Doe v. Town of Blandford

525 N.E.2d 403, 402 Mass. 831, 1988 Mass. LEXIS 195
CourtMassachusetts Supreme Judicial Court
DecidedJuly 13, 1988
StatusPublished
Cited by34 cases

This text of 525 N.E.2d 403 (Doe v. Town of Blandford) is published on Counsel Stack Legal Research, covering Massachusetts Supreme Judicial Court primary law. Counsel Stack provides free access to over 12 million legal documents including statutes, case law, regulations, and constitutions.

Bluebook
Doe v. Town of Blandford, 525 N.E.2d 403, 402 Mass. 831, 1988 Mass. LEXIS 195 (Mass. 1988).

Opinion

Liacos, J.

The plaintiff, Jane Doe, filed suit against the defendants pursuant to the Massachusetts Tort Claims Act. G. L. c. 258 (1986 ed.). The defendants are: (a) the seven towns that agreed to form the Gateway Regional School District; (b) the Gateway Regional School District school committee (school committee); (c) twenty-eight past and present individual members of the school committee; (d) the past principal of the Gateway Middle School; and (e) two former Gateway Regional School District school superintendents.

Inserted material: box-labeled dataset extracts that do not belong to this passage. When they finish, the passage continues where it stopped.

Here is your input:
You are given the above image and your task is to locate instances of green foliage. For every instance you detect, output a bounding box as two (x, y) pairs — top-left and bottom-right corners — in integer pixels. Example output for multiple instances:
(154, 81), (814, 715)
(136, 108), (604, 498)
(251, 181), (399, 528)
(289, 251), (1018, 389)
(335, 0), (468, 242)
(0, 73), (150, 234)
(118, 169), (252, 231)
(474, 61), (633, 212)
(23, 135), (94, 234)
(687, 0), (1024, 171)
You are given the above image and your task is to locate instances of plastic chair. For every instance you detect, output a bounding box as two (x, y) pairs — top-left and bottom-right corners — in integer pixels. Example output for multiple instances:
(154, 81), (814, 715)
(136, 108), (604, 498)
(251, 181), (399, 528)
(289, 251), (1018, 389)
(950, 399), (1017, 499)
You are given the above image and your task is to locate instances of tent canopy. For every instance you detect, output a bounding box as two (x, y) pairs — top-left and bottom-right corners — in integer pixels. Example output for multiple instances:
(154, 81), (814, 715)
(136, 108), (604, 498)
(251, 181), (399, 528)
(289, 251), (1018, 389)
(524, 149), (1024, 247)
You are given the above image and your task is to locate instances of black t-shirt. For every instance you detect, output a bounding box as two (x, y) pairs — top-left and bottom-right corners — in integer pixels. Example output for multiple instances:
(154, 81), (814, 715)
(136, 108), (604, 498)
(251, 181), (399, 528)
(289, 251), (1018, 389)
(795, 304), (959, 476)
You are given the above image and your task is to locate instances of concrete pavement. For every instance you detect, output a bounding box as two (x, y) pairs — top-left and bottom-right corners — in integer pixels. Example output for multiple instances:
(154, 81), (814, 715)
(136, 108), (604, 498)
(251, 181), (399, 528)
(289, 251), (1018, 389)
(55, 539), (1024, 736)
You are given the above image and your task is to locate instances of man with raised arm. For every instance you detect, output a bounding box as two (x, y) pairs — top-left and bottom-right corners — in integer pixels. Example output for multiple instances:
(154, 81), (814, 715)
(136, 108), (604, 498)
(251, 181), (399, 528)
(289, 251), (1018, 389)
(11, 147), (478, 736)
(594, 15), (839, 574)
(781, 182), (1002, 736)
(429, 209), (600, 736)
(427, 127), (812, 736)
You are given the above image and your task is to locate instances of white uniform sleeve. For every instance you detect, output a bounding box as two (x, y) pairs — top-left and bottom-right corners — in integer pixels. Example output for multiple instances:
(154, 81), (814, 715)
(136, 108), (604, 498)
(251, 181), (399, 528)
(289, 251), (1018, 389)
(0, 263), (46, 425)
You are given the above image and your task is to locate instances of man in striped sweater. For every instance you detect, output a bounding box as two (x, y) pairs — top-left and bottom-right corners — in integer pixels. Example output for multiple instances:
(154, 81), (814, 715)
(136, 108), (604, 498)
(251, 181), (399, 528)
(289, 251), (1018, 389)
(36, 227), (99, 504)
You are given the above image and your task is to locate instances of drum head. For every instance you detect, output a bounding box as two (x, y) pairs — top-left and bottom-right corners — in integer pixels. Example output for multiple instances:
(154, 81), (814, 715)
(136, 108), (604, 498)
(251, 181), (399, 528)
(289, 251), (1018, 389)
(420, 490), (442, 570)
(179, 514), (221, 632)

The complaint alleges that the defendants were negligent in hiring, failing to supervise, and failing to fire Thomas Shaughnessy, a guidance counsellor at the Gateway Middle School. The defendants answered the complaint and, a short time thereafter, filed motions for summary judgment. A judge of the Superior Court in Hampshire County denied the motions without an opinion. A single justice of the Appeals Court *833 allowed the defendants’ motion for leave to pursue an interlocutory appeal. We transferred this case on our own motion. We conclude that the denial of the motions for summary judgment was correct in part and erroneous in part. We order the case remanded for further proceedings consistent with this opinion.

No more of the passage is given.